À défaut de remplir ces conditions, c’est le régime classique des plus-values immobilières qui s’appliquera.

À noter : ce régime s’applique également pour les adultes handicapés hébergés dans des foyers d’accueil.

Comment dois-je déclarer ma plus-value immobilière et quand dois-je la payer ?

Le fait générateur de l’imposition est la cession de l’immeuble. Ainsi, la plus-value est donc généralement taxée à la date de l’acte notarié constatant la vente.

Les formalités sont effectuées par le notaire qui prélève, sur le prix de vente, le montant de l’impôt sur la plus-value.
La déclaration de la plus-value se fait par le biais de l’imprimé n° 2048-IMM qui est normalement déposé, accompagné du paiement de l’impôt, au service de publicité foncière du lieu de situation de l’immeuble, dans le mois qui suit l’acte notarié.
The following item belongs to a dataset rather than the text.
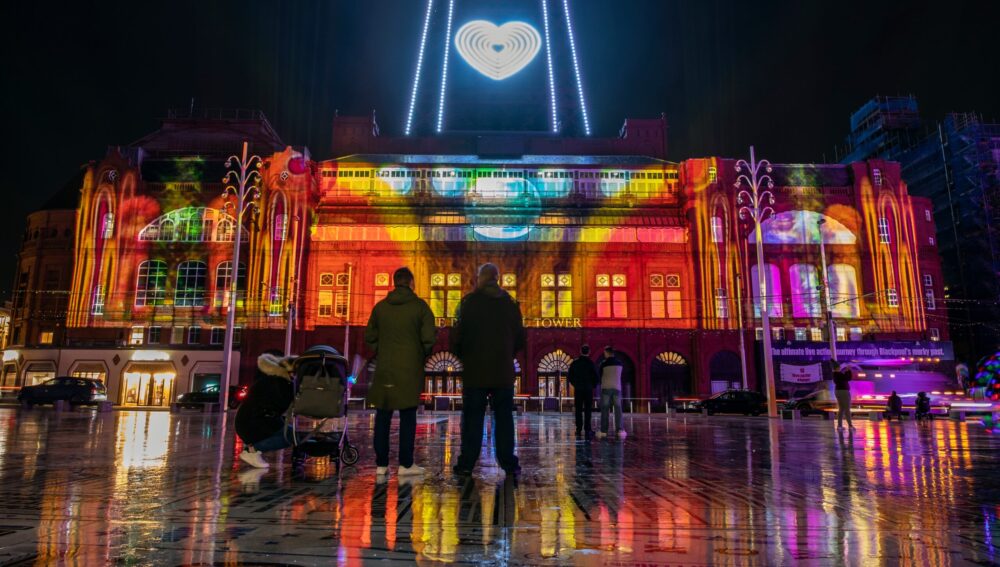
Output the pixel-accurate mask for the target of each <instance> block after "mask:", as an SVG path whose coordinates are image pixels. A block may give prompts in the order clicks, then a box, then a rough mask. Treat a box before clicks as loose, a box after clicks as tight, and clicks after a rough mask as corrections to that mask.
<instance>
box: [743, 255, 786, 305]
mask: <svg viewBox="0 0 1000 567" xmlns="http://www.w3.org/2000/svg"><path fill="white" fill-rule="evenodd" d="M764 273H765V279H764V283H765V284H766V285H767V290H766V292H765V293H767V297H766V298H765V299H766V300H767V315H768V316H769V317H781V316H782V305H781V304H782V300H783V297H782V295H781V273H780V272H779V271H778V266H775V265H774V264H766V265H765V266H764ZM750 283H751V286H752V287H753V315H754V317H757V318H759V317H760V279H759V278H758V277H757V266H750Z"/></svg>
Vous aurez cependant à reporter le montant net imposable de votre plus-value sur votre déclaration de revenus n° 2042. Cette inscription permet à l’administration d’intégrer les plus-values imposables dans votre revenu fiscal de référence, pour calculer, le cas échéant, la contribution exceptionnelle sur les hauts revenus (CEHR).
En cas de cession d’un logement autre que l’habitation principale (cf question n° 4), le montant de la plus-value exonérée sous condition de remploi du prix doit également être reporté mais il n’augmentera pas le montant de votre revenu de référence.

Je suis non-résident fiscal et je viens de vendre un bien immobilier en France. Comment ma plus-value immobilière sera-t-elle fiscalisée ?
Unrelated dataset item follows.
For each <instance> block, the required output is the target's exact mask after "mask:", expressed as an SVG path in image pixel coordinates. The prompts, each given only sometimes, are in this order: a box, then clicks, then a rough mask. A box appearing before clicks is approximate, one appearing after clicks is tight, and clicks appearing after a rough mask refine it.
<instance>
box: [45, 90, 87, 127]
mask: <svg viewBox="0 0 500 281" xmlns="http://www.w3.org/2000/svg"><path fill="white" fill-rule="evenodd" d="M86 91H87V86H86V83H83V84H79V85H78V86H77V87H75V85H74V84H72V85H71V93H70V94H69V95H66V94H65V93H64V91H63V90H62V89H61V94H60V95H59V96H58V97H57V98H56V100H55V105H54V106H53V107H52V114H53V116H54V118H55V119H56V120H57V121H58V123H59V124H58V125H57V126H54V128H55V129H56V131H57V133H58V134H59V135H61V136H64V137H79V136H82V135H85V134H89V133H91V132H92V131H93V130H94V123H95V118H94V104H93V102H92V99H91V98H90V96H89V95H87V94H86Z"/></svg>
En principe, sous réserve de la convention internationale, la plus-value réalisée en France par un non-résident est taxable et doit être déclarée en France, comme un résident. En effet, la plupart des conventions internationales signées par la France prévoient l’imposition de la plus-value dans l’État où le bien est situé.
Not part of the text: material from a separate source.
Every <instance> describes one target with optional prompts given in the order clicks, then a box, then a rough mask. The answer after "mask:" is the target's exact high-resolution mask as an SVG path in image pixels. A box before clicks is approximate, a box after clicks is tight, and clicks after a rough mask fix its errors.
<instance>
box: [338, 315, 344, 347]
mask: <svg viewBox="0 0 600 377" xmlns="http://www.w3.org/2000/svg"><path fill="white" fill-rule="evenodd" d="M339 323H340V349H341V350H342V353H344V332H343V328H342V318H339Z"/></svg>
Une exonération particulière est prévue en faveur des personnes physiques, non résidentes, ressortissantes d’un État de l’Espace économique européen qui cèdent un logement situé en France. Cette exonération s’applique dans le limite d’une seule résidence par contribuable, à la double condition que :

• Vous ayez été fiscalement domicilié en France de manière continue pendant au moins deux ans à un moment quelconque avant la cession,

• La cession soit réalisée au plus tard le 31 décembre de la 5ème année suivant celle du transfert de votre domicile fiscal hors de France ou qu’elle porte sur un bien dont vous avez la libre disposition au moins depuis le 1er janvier de l’année précédant celle de la cession.

Le montant de la plus-value exonérée est plafonné à 150 000 €, le surplus étant imposable. Ce plafond s‘apprécie après prise en compte, le cas échéant, de l’abattement pour durée de détention.

À noter : dans le cadre du projet de loi de finances pour 2018, un amendement prévoit de relever le plafond d’exonération de la plus-value à 250 000 € (mesure en attente de son vote définitif).